The optimizer is an adapted version of Adam (cite), with a specific learning rate decay guided by the following: $$lrate = d_{\text{model}}^{-0.5}\cdot \min({step\_num}^{-0.5}, {step\_num} \cdot {warmup\_steps}^{-1.5})$$ The warmup_steps factor hence controls when the learning rate starts decaying after its initial increase.

Backpropagation is done after every step; we compute the validation loss at the end of each epoch.

Initial implementation and test on the copy task

We started by implementing the model (using PyTorch v1.0), dividing each architectural blocks (EncoderLayer, DecoderLayer, MultiHeadAttention, ResidualConnection etc.) into classes, and ensured all were passing simple unit tests (i.e. verifying the shape of the output of the forward pass, the absence of NaN etc.).

This took about a week and half to finish. At this stage, we decided to ensure that the flow of the overall model (i.e. a stack of 6 EncoderLayer, connected to a stack of 6 DecoderLayer, each layer having several sub-blocks) was correct. Thus, we wanted to verify if the model was able to fully converge on a simple algorithmic task: copying its inputs to outputs. Indeed, a working implementation of such a heavy model should not encounter any issue copying inputs to outputs.

We thus created a dataset generating random algorithmic sequences and trained the model on it. Doing so further helped us on 2 aspects of the training:

  • Adapt the code for CUDA support. This requires several steps, such as loading the model into GPU memory, converting the input tensors to CUDA types etc.
  • Debug the model. An aspect we initially struggled with was the use of masking in the model's forward pass. Masks are used for:
    • Hiding the padding elements in the batches. Indeed, a batch is constituted of several sequences (algorithmic or tokenized sentences), each having a different length. In order to have a fixed batch shape, the shorter sequences are padded (e.g. with 0s) to match the length of the longest one. A boolean mask is generated alongside the batch and passed to the model in order to hide padding elements.
    • Masking out subsequents elements of a sequence in the Decoder. As the model is not recurrent, the entire input sequence is passed at once in the Encoder, which does not cause problems (the model is thus able to learn how to relate words at different positions in the sentence). During training, the entire target sentence is fed to the Decoder (in a teacher forcing approach), essentially adding an extra dimension to the tensors (and thus benefiting from parallelism). Nevertheless, in order to simulate greedy decoding during training, but keep the advantage of the parallelism, a mask is created so that elements at position i in a sequence cannot be related to elements at position i+1 and above. This is done to prevent an invalid leftward information flow, and preserve the performance during inference (which is obligatorily step-by-step, i.e. we iteratively feed the prediction of the model back into the input of the Decoder, and cannot look ahead).

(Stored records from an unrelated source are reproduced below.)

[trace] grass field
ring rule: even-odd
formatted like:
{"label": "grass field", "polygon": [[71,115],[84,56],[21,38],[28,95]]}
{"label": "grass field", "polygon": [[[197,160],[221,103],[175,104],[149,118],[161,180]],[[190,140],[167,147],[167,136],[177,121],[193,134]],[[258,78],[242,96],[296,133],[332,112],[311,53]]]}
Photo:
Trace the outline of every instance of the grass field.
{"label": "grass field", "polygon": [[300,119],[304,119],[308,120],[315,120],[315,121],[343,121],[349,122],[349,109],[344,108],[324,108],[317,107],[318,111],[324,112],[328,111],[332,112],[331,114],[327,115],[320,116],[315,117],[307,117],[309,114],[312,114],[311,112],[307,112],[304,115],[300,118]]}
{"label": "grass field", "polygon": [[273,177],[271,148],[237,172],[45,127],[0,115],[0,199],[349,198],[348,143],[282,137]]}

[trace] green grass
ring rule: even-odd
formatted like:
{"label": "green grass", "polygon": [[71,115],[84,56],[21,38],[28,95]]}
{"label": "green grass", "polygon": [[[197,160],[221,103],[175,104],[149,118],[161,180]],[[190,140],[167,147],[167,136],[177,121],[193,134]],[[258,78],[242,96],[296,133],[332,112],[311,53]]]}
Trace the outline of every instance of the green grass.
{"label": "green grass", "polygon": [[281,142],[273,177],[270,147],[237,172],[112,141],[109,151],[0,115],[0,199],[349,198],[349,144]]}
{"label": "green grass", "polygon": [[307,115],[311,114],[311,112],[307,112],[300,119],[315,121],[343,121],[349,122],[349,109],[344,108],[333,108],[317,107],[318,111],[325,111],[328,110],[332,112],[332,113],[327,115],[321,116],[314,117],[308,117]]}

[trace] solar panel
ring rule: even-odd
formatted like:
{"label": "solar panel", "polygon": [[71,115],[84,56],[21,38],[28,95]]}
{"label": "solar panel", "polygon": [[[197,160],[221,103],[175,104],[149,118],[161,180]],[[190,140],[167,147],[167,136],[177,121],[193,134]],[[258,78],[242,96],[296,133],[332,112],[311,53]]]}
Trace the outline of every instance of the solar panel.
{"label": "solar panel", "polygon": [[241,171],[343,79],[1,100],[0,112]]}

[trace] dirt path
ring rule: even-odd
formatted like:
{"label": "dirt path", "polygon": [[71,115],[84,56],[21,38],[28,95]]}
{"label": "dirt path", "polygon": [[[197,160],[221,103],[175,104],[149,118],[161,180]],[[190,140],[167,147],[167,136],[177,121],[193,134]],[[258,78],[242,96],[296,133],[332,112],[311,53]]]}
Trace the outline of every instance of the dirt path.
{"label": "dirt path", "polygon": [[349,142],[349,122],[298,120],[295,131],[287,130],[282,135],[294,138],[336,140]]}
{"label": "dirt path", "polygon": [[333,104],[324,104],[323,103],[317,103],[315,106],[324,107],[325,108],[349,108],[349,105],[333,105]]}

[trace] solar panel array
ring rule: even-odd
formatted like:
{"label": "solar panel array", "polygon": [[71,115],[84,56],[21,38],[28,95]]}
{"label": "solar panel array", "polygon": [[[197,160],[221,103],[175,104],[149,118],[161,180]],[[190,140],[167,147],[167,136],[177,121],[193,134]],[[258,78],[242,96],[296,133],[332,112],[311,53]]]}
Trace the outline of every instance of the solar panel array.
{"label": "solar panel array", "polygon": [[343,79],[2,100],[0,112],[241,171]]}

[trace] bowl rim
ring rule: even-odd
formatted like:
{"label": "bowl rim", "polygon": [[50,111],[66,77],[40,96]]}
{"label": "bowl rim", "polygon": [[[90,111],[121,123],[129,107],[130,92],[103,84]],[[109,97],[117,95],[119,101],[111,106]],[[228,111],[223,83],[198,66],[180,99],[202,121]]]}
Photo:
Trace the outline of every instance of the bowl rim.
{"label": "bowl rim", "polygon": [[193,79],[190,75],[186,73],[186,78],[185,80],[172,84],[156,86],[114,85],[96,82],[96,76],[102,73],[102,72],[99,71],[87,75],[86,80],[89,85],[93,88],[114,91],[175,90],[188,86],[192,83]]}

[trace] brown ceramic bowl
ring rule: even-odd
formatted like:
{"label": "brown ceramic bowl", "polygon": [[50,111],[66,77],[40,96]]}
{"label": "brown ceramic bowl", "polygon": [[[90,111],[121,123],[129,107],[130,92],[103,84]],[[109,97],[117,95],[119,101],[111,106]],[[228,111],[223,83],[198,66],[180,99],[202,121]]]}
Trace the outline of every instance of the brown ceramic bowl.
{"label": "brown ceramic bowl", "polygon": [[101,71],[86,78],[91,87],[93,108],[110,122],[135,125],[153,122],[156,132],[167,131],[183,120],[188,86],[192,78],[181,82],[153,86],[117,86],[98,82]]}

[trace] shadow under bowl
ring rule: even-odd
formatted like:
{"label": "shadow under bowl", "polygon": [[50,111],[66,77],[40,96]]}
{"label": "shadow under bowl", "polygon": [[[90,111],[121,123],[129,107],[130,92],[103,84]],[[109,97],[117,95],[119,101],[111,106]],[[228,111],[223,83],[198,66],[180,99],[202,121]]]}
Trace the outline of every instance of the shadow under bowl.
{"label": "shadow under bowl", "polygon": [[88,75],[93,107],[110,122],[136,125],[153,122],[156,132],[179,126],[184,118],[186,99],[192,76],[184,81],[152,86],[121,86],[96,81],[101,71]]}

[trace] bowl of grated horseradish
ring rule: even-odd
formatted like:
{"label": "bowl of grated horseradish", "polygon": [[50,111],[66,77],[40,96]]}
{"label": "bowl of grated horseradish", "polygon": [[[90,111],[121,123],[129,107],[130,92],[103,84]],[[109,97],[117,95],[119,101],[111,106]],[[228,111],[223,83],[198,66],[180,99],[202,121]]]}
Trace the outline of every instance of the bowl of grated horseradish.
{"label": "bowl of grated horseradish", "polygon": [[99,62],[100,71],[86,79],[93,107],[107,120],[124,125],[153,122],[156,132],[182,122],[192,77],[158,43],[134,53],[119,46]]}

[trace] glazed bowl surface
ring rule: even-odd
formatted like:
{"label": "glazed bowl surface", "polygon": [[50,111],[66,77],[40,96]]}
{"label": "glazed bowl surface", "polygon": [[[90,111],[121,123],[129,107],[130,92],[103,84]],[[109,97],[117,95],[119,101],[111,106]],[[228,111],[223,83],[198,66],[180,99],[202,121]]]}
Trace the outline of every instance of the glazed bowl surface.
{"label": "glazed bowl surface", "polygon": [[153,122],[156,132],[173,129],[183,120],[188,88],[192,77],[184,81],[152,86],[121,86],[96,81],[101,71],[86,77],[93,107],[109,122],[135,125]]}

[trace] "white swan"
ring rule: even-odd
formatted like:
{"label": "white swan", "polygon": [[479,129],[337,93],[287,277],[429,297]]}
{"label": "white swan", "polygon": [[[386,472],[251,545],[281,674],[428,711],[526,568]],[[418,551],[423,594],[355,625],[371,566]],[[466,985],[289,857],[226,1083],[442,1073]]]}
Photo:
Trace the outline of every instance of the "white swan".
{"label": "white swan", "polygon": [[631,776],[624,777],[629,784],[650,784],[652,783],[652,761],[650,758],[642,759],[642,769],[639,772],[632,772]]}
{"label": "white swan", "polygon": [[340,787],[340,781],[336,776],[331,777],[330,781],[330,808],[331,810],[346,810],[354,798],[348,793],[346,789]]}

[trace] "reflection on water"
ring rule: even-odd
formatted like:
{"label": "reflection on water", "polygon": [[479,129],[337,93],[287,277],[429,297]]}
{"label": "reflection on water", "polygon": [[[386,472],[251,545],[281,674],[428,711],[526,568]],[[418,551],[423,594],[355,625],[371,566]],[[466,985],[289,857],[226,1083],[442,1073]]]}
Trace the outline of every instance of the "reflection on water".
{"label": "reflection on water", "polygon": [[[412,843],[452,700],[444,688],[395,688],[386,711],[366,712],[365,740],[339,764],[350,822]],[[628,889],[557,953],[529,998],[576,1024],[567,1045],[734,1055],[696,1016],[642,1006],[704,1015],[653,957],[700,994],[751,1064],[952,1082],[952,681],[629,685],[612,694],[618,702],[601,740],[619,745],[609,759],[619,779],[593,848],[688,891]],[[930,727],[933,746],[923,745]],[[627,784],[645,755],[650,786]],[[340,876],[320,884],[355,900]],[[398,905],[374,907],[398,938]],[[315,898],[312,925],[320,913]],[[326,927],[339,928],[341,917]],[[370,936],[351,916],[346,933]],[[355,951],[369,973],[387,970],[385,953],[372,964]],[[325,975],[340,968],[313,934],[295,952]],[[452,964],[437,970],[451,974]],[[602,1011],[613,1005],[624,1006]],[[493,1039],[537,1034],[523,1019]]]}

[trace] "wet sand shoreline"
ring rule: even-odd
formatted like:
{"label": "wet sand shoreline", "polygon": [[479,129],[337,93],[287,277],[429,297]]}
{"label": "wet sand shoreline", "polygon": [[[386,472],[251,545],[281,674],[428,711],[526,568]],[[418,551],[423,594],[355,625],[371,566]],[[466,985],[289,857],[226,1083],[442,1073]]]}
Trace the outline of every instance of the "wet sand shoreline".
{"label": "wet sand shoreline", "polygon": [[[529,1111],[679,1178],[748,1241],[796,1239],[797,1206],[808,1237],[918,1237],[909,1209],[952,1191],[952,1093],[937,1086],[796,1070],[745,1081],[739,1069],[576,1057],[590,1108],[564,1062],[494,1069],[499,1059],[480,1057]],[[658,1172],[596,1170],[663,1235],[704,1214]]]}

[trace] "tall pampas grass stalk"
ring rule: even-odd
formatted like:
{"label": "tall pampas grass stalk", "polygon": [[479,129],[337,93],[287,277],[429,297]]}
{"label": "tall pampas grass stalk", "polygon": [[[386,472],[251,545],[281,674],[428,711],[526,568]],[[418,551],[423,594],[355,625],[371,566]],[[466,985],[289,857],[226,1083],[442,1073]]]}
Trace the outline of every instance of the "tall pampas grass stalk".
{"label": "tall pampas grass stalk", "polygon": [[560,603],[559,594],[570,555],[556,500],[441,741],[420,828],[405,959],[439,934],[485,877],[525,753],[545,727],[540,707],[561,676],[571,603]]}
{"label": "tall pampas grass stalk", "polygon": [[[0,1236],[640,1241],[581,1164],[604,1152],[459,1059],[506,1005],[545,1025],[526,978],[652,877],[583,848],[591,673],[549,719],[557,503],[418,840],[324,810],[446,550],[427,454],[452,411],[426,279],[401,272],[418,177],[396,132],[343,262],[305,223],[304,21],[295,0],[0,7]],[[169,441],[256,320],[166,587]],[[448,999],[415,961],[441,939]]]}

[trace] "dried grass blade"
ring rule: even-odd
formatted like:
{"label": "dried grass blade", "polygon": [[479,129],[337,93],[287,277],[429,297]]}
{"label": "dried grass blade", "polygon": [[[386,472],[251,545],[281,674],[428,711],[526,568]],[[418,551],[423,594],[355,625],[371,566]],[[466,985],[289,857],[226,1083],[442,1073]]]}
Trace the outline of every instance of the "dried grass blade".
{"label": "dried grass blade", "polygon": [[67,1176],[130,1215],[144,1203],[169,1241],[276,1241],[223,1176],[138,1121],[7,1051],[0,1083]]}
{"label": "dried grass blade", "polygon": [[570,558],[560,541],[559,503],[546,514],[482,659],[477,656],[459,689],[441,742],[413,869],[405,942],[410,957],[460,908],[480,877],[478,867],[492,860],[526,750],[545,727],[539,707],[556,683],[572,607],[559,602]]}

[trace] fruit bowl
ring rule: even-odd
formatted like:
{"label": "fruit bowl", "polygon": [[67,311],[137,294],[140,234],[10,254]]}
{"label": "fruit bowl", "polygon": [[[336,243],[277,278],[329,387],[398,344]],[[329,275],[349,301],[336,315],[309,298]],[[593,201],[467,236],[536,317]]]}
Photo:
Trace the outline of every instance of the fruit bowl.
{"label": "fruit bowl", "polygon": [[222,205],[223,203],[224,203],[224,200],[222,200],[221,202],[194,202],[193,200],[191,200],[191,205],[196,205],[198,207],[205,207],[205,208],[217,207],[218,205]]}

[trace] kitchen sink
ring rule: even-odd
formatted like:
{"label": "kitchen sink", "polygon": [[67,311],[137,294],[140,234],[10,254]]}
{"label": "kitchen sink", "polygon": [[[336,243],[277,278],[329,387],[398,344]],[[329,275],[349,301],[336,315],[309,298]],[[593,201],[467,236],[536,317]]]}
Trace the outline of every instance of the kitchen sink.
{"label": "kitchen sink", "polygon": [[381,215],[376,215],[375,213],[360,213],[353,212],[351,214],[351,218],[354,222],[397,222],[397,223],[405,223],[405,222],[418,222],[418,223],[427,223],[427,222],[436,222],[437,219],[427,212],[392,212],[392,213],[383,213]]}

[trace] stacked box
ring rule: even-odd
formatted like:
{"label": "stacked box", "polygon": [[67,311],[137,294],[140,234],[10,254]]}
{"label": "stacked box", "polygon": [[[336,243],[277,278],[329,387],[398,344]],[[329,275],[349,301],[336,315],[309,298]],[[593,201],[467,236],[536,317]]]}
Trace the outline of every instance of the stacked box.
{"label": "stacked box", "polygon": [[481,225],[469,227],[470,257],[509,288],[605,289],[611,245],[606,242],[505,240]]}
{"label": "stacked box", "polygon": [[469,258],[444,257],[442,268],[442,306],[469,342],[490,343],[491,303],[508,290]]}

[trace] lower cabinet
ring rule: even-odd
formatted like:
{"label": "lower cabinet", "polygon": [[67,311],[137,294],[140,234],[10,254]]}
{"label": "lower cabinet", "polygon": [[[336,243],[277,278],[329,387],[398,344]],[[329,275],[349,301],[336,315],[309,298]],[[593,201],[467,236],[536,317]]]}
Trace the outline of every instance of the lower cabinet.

Training and Validation loss of the model on the copy task.

Figure 1: Training and Validation loss curves of the model on the copy task.

As expected, the model was able to quickly & fully converge on this task, which gave us confidence that the model's forward pass was (most likely) correct.

Training on the real dataset

We then processed to implement all missing requirements for the training, and optimize our implementation:

  • Collecting the statistics (loss, episode index etc.) to file and to TensorBoard,
  • Implement the dataset and analyze it. We explain our approach below,
  • Implement multi-GPU support (this is easily done using PyTorch's DataParallel mechanism),
  • Parameterize the training (specify a random seed, batch size etc.)
  • Profile and try to reduce the memory usage of the model.

Analyzing the dataset delivered some interesting insights. For specifications, we used the IWSLT 2014 TED Translation dataset (available in torchtext), with:

  • 220k training samples, 1025 for validation, 1305 for test,
  • Average sentence length: 20 (train) - 21 (val) - 19 (test),

Plotting the distribution of the samples with respect to the sequence length gave the following graphs:

Histogram of the training set with respect to the sequence length.

Figure 2: Histogram (normalized and cumulated) of the training set with respect to the sequence length.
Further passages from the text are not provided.